The National Gallery of Canada will welcome visitors back to its building this Friday after a months-long closure, caused by a surge in coronavirus cases which sent the province of Ontario into lockdown in April. The Ottawa museum’s reopening—at 50% capacity indoors—means that the public will be able to see a major Rembrandt loan show originally scheduled for May. “We are thrilled to finally be able to open our doors,” says the gallery’s director and CEO Sasha Suda.
“There is so much for us to continue sharing with the communities that we exist to serve—in person,” she added. “This summer season reflects the interconnection of the deep work we have done internally over the last year and I couldn’t be prouder.”
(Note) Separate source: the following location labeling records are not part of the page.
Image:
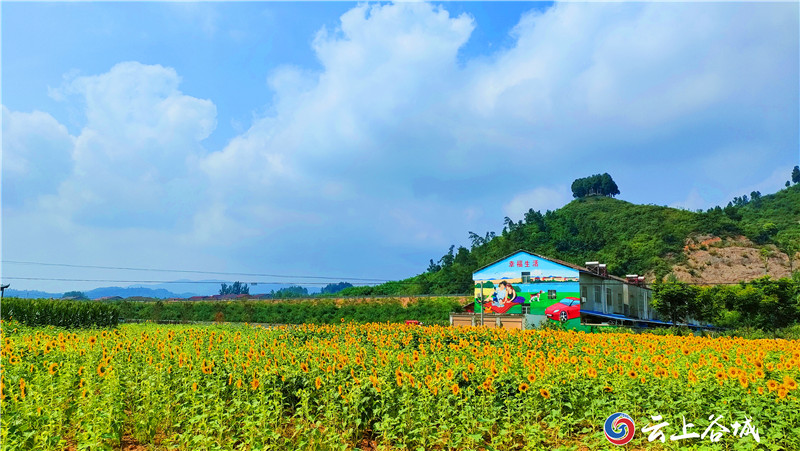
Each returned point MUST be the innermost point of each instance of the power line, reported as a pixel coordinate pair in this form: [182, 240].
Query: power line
[124, 268]
[398, 282]
[169, 281]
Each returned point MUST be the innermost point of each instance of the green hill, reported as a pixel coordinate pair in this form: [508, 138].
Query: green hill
[629, 238]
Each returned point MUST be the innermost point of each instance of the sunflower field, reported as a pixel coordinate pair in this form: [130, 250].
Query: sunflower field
[389, 386]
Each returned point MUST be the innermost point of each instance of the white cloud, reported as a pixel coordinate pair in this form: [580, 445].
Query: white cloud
[396, 143]
[36, 155]
[540, 199]
[136, 158]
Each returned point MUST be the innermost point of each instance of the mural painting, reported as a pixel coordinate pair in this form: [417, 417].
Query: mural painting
[522, 279]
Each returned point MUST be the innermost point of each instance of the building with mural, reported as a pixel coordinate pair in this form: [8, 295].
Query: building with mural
[540, 289]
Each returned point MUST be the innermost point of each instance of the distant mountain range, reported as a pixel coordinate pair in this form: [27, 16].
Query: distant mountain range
[178, 289]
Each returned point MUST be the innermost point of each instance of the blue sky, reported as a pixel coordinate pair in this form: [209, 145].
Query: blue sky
[361, 140]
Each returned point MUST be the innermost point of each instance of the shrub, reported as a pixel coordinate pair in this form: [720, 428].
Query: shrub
[61, 313]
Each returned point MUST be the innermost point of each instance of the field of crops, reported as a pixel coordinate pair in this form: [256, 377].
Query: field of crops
[386, 386]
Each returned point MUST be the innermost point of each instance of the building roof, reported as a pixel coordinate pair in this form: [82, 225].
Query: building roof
[554, 260]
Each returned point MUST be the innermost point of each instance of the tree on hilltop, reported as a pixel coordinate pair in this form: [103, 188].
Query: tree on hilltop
[235, 288]
[595, 185]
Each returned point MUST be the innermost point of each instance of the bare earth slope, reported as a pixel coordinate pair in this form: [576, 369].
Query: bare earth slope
[713, 260]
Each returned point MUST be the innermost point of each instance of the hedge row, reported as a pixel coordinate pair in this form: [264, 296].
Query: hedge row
[317, 311]
[62, 313]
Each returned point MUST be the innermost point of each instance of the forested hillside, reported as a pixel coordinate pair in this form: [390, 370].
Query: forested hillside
[629, 238]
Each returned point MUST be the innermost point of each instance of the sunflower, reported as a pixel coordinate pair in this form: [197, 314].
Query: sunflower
[743, 381]
[545, 394]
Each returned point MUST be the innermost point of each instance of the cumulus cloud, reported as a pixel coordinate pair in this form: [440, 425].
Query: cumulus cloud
[37, 154]
[393, 117]
[135, 160]
[541, 199]
[397, 146]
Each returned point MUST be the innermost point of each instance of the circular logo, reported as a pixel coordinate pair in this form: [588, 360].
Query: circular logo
[619, 428]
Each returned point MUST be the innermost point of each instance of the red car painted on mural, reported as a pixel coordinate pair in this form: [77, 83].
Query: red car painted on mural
[564, 310]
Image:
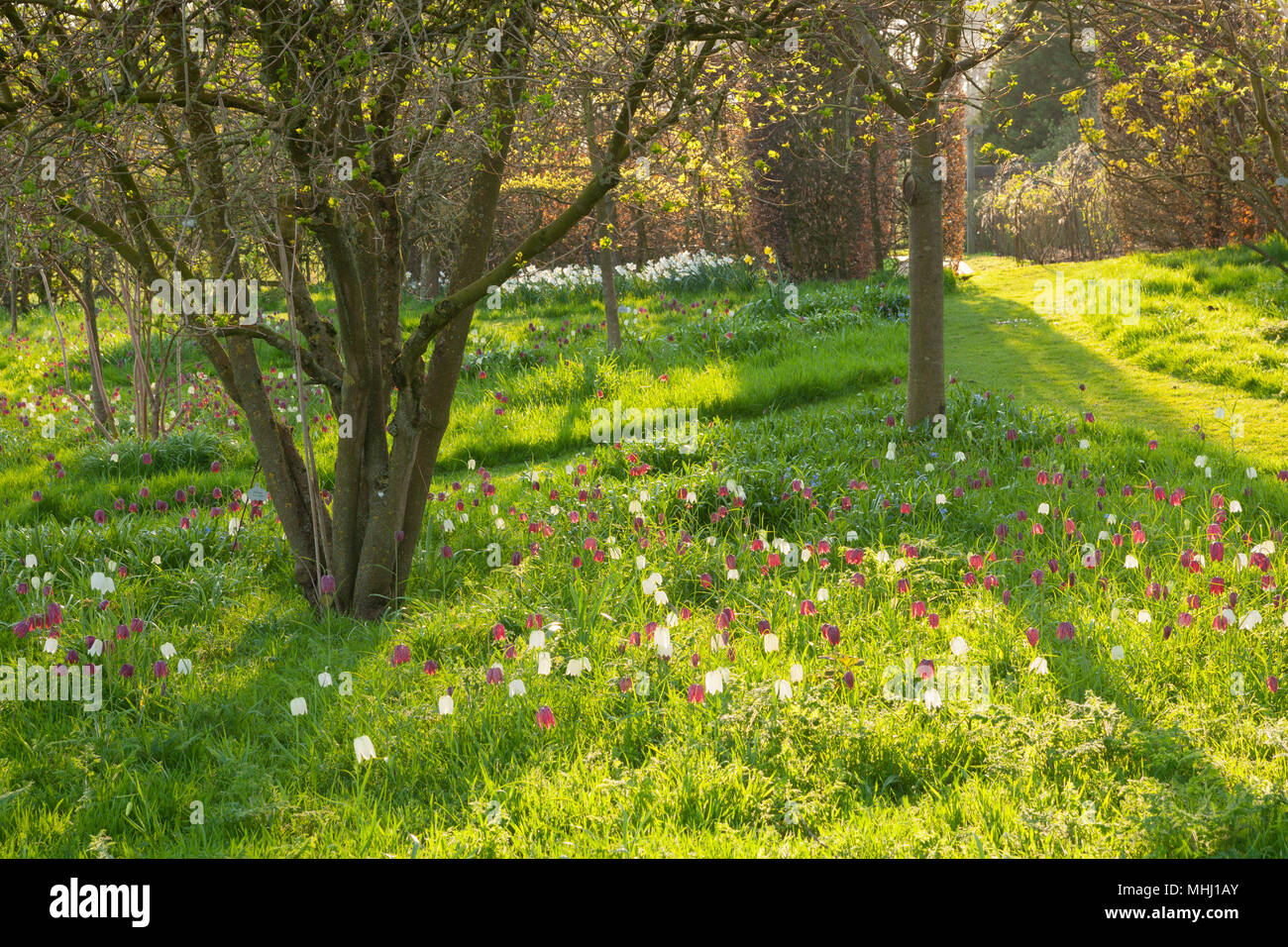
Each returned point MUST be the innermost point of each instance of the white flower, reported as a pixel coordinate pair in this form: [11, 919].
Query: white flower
[364, 749]
[713, 682]
[576, 667]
The summer programme launches with the blockbuster exhibition Rembrandt in Amsterdam: Creativity and Competition, which highlights his evolution as an artist and includes works by others he associated with, even some rivals. And as part of its new inclusive mission centred on the Anishinaabemowin word Ankosé, meaning “everything is connected”, the National Gallery will also show contemporary pieces by Black and Indigenous artists from its collection alongside the Old Master works.
The National Gallery is requiring timed tickets to enter the museum and exhibition, which will be available on its website this week. But while the Rembrandt show’s opening was delayed by more than two months, it will still close on 6 September as originally planned, since it travels to the Stadel Museum in Frankfurt, where it will be on view 6 October-30 January 2022.